The plan reportedly reflects the rapidly changing conditions on the ground in Iraq and Syria against ISIS, where the terrorist group’s territory continues to shrink from encroaching armed groups, according to the Associated Press.
While the eventual military defeat of ISIS seems all but assured, the Pentagon has remained cautiously optimistic, acknowledging the complex political situation that will endure well beyond regaining the ground held by the terrorist group since 2014.
As the Iraqi army continues to deteriorate ISIS strongholds in Mosul and around northern Iraq, CENTCOM commander General Joseph Votel says that more forces will be needed to complete the ouster of the Islamic State from Syria.

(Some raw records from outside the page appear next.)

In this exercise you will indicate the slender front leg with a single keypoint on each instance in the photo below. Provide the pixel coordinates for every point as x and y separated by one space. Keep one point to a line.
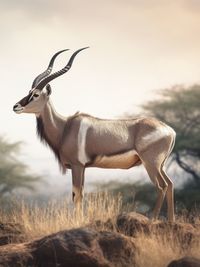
77 183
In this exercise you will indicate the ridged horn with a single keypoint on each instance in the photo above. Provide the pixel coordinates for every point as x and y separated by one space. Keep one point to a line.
51 77
48 70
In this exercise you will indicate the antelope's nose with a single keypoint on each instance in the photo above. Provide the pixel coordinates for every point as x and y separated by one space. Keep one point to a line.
15 106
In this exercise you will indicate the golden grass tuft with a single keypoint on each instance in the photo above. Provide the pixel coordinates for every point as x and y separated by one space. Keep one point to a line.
154 250
56 215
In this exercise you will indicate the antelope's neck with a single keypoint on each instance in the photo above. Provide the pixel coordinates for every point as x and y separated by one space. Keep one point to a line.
51 126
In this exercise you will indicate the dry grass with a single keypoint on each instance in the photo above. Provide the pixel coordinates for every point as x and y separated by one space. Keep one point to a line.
56 215
155 250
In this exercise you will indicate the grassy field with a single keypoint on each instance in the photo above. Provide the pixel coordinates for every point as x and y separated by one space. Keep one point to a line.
155 249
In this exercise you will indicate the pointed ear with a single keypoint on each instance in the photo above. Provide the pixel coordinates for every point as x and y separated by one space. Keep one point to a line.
48 88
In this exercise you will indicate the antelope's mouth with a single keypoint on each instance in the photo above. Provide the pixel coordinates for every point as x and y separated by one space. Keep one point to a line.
18 109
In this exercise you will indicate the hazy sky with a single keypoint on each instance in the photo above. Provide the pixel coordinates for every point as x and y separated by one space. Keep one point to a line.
136 46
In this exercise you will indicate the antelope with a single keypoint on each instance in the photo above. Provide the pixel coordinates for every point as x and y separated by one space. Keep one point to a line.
81 140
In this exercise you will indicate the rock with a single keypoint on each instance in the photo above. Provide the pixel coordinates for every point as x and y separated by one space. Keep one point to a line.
132 224
81 247
185 262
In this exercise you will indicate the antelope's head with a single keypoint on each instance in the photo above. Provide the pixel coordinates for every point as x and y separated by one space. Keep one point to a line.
39 94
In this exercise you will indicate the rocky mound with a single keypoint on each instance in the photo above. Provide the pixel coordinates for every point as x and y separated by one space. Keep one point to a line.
185 262
81 247
90 246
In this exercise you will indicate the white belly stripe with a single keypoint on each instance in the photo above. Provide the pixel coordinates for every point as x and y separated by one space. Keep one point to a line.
82 156
155 136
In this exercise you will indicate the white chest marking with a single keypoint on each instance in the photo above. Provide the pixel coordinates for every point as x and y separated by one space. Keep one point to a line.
82 134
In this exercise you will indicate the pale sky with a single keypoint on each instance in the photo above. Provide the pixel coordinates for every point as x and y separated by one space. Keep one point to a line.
136 46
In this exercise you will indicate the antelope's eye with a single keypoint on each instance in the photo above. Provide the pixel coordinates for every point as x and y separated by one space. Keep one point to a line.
35 95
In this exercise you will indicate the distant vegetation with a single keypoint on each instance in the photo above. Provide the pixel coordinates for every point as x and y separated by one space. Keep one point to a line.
13 173
179 107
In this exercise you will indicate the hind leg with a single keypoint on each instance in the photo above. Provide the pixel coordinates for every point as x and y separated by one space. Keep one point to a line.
169 196
160 184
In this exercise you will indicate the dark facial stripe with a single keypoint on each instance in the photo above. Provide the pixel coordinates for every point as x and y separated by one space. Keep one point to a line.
24 101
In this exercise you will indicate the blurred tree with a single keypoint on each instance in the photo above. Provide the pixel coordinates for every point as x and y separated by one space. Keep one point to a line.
13 173
179 107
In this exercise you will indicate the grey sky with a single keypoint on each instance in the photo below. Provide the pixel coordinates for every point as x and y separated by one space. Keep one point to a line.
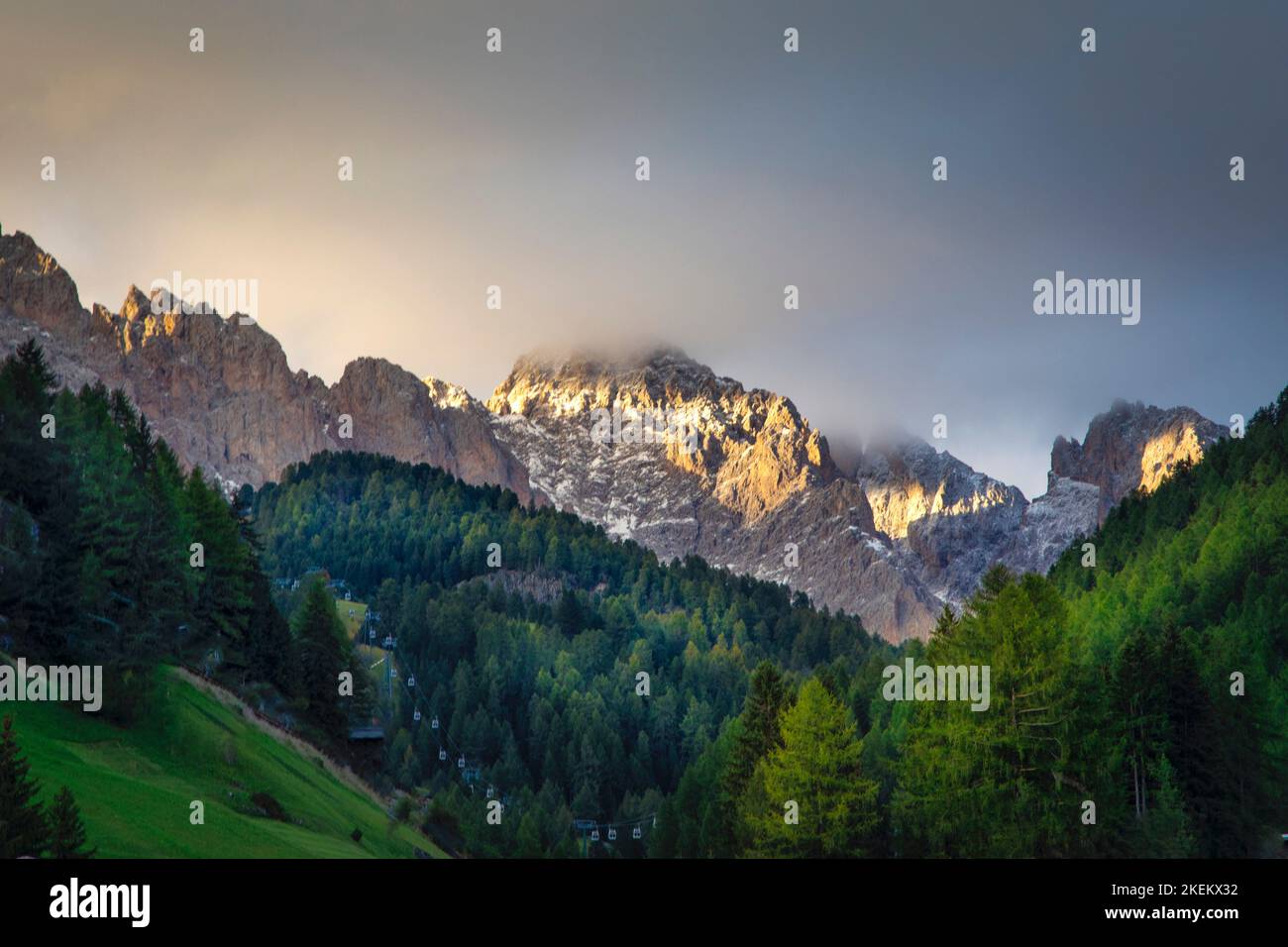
768 169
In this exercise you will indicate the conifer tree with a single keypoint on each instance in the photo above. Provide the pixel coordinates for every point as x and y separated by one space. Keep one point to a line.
65 830
816 768
22 819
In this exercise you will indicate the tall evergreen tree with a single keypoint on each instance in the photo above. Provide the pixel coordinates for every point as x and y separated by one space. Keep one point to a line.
816 768
65 830
24 830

Votel says the vast majority of the ground forces should remain as Arab and Kurdish fighters, but that more American forces may be needed to augment the coalition of militia and rebel groups. Currently there are around 500 Special Operations Forces reportedly inside Syria, where they are training and advising Syrian fighters.

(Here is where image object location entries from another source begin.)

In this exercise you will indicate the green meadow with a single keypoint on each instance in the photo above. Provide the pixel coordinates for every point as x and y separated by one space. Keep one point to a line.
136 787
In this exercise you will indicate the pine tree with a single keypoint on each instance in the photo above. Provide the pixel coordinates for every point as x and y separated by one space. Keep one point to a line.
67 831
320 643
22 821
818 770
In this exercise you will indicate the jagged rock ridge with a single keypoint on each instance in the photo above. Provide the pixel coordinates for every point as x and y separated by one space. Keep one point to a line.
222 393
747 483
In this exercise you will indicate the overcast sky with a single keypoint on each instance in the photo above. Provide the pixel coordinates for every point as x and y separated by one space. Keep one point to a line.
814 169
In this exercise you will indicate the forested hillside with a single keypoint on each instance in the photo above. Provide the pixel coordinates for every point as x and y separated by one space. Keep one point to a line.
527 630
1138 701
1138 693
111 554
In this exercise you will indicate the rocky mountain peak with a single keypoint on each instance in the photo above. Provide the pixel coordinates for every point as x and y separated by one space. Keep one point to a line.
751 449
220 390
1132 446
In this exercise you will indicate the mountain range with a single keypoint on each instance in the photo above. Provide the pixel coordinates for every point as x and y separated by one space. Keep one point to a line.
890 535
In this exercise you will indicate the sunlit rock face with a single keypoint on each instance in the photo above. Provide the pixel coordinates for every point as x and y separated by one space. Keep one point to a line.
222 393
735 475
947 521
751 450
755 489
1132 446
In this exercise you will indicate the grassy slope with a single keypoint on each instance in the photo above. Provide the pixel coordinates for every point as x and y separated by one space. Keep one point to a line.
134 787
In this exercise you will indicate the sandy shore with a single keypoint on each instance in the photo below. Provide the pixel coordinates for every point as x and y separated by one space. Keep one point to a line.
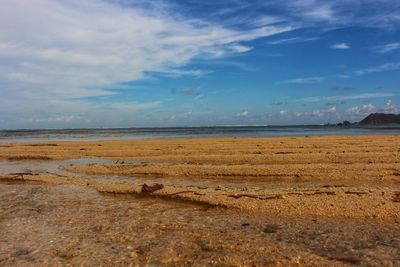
226 201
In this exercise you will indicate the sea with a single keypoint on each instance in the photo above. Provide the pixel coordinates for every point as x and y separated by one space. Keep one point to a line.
97 134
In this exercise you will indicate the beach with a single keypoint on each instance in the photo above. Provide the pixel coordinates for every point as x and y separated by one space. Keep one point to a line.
223 201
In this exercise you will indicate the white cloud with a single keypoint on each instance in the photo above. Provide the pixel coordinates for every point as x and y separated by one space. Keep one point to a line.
345 97
383 49
79 47
381 68
284 112
54 50
240 48
303 80
242 114
361 110
340 46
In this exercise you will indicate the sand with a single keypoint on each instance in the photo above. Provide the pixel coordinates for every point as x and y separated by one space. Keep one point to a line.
225 201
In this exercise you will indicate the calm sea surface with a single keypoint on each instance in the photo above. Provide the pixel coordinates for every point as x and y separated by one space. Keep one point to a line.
188 132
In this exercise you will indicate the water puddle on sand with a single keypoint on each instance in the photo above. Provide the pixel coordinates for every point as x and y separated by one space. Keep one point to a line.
57 168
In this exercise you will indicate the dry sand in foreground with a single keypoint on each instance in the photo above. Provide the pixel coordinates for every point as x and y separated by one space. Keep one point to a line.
302 200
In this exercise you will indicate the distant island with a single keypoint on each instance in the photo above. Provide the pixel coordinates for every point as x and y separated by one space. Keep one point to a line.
373 119
380 119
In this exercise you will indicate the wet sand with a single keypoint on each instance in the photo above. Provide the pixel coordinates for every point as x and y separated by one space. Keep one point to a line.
317 201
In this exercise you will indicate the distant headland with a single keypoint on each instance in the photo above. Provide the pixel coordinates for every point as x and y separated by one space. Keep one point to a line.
380 119
374 119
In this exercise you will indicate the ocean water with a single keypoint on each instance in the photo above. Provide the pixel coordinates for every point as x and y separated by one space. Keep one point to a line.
188 132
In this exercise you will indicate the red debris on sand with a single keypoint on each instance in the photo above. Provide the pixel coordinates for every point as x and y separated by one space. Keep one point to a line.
151 188
396 197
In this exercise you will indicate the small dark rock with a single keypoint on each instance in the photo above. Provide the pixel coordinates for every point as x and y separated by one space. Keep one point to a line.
151 188
245 225
271 228
20 252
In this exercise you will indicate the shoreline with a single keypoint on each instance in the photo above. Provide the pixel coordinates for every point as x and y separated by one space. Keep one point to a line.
290 191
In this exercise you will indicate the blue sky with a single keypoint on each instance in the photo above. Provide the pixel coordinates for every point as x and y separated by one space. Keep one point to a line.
135 63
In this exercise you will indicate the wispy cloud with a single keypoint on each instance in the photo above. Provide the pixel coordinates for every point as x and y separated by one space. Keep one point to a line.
345 97
292 40
387 48
242 114
82 47
340 46
240 48
381 68
303 80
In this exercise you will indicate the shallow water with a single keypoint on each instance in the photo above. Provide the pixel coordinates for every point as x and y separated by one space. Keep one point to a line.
187 132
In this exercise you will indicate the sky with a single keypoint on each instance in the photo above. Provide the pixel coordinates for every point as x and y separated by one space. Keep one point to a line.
160 63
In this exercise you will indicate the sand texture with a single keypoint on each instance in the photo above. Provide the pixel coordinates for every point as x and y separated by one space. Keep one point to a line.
312 201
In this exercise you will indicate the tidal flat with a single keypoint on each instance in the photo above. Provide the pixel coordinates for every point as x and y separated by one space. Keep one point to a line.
310 201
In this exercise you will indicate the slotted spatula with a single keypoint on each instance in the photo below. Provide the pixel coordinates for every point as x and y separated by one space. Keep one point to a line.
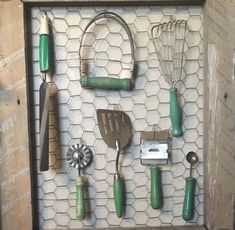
115 129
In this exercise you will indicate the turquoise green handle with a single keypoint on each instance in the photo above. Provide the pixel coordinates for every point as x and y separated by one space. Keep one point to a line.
44 52
106 83
118 194
175 114
80 206
188 207
155 195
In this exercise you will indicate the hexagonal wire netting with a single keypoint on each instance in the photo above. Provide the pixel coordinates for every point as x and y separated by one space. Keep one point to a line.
73 117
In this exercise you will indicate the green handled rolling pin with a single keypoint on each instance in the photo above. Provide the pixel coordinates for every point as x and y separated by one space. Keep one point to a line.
44 94
155 195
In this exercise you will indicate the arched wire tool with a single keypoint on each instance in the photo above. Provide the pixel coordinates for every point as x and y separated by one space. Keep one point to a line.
169 42
106 82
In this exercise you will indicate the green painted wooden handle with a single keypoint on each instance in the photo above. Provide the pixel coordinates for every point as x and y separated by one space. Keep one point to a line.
175 114
106 83
155 195
44 52
188 207
80 205
118 194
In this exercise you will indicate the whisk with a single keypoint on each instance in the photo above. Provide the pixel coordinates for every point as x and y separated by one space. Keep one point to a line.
169 42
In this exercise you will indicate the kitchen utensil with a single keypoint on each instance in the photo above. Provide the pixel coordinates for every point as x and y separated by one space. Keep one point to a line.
154 150
79 156
106 82
115 129
169 42
188 207
44 94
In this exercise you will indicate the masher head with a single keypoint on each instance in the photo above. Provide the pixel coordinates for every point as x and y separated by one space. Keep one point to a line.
79 156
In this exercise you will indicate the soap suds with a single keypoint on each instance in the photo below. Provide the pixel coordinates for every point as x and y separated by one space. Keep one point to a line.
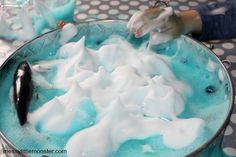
112 95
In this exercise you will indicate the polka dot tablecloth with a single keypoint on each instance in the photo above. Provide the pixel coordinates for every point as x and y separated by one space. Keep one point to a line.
90 10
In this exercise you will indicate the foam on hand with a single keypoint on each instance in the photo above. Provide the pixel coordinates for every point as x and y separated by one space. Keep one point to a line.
112 95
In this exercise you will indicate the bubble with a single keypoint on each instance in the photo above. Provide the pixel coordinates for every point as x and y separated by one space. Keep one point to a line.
210 89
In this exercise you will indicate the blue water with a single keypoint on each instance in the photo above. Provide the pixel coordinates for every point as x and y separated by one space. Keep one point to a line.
188 63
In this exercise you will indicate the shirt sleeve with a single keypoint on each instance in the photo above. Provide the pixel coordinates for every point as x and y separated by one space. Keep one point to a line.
218 21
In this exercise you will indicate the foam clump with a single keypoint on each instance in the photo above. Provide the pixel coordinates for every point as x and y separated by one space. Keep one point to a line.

American air strikes and fire support have been the decisive edge for the opposition groups inside Syria fighting the Islamic State. As the Assad regime regains its footing and momentum against its own opposition groups, its Russian-backed forces will eventually come into contact with American and Turkish-backed rebel groups.
Recent fighting around the city of al-Bab in Northern Syria can attest to the complicated structure of opposition groups and their foreign supporters. Turkish-backed Free Syrian Army rebels there have engaged American-backed Syrian Defense Forces (SDF) in addition to their ongoing fight against the Assad regime.
As Assad forces advance from the south, and SDF forces remain to the east of al-Bab, Turkey has said its rebel groups will not be able to proceed east to assist in the capture of Raqqa, the de facto capital of the Islamic State.
If the U.S. plan to accelerate operations against the Islamic State in Syria are to include more U.S. troops and support, it will need to address the inevitable reality what a post-ISIS Syria will look like, and if the goal is ultimately, as President Trump has said, to simply “obliterate” ISIS.